Это была не домработница. Я узнал её, когда-то худышку, с лицом косули. Она была старшей медсестрой в его отделении, и это она сидела со мной послеоперационными ночами, она выхаживала меня. Изредка она приходила в гости к Чудаку, но всегда спешила уйти, едва я переступал порог дома. И лишь сейчас я догадался: много лет они терпели разлуку, чтобы не потревожить меня, дать мне возможность закончить институт.

Ни слова не говоря, я обнял её, немолодую, уже начинающую полнеть женщину, героически жертвовавшую ради меня собой и своим чувством к Чудаку, из-за которого, похоже, она и разошлась со своим мужем. И она поняла меня, услышала не сказанные «спасибо», «прости».

— Сонюшка, это Саша наконец?

— Саша.

— Накорми-ка нас поскорее! Думаю, он, как обычно, после целого рабочего дня в волка превратился! — Чудак вышел в переднюю. Приспущенные штаны, рубашка расстёгнута на голом животе.

— Совсем плохо? — спросил он. Заговорить я смог тогда, когда поел.

Я не судья своей матери.

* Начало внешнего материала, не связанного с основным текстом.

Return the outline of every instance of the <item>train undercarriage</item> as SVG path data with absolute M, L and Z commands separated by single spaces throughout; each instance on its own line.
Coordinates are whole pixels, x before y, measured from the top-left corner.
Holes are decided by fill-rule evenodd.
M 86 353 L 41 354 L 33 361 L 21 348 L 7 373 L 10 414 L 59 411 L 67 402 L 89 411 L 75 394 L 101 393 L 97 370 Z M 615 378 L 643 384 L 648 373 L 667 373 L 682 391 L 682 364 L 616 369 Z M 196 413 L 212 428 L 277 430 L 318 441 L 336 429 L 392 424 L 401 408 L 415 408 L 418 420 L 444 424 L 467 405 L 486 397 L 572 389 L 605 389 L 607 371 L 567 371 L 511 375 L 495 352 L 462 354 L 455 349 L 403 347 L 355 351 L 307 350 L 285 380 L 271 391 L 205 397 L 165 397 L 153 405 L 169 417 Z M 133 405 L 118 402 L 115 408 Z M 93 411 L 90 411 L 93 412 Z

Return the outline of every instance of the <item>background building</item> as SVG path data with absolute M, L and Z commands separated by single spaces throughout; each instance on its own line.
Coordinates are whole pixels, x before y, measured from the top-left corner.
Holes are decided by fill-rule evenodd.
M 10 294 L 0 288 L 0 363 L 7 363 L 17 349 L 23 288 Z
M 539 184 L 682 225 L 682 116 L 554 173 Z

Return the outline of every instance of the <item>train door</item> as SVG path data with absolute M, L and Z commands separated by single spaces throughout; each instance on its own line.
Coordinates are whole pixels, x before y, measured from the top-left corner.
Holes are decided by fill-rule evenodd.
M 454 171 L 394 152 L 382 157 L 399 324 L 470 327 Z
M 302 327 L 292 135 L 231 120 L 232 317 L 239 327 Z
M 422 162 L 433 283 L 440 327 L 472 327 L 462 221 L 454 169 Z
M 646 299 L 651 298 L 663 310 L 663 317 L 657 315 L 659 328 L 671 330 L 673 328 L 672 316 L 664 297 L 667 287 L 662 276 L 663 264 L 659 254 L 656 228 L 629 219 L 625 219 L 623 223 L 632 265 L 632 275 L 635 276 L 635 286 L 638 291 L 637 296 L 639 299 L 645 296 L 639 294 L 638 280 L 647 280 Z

Но я — сын своего отца, и сожжена его жизнь.

И в этот раз я вернулся к матери — чтобы выполнить свой долг в знак благодарности за моё рождение и спать потом всю жизнь спокойно. Но теперь мать была для меня лишь телом, которое я должен кормить, мыть и — проводить в последний путь.

Она прожила ещё около месяца.

Я начал свою жизнь. Не как сын отца (гибель работ закрыла его путь для меня), я начал жить сам, по своему разумению.

Вот тогда, после похорон и поминок, с которыми мне помогли Чудак и Сонюшка, оставшись один в своей большой квартире, я решил победить все обстоятельства, вериги на теле и душе, обрести свободу от них, взорвать быт. Так родились уровни.

Больше всего в тот миг я хотел бы летать. Но не как лётчик, в цивилизованной кабине, с точной и тонкой аппаратурой, а как летит птица, полагаясь лишь на себя. Я решил построить такой прибор, который дал бы мне возможности птицы.

Отец ставил перед собой задачи, я называю их уровнями.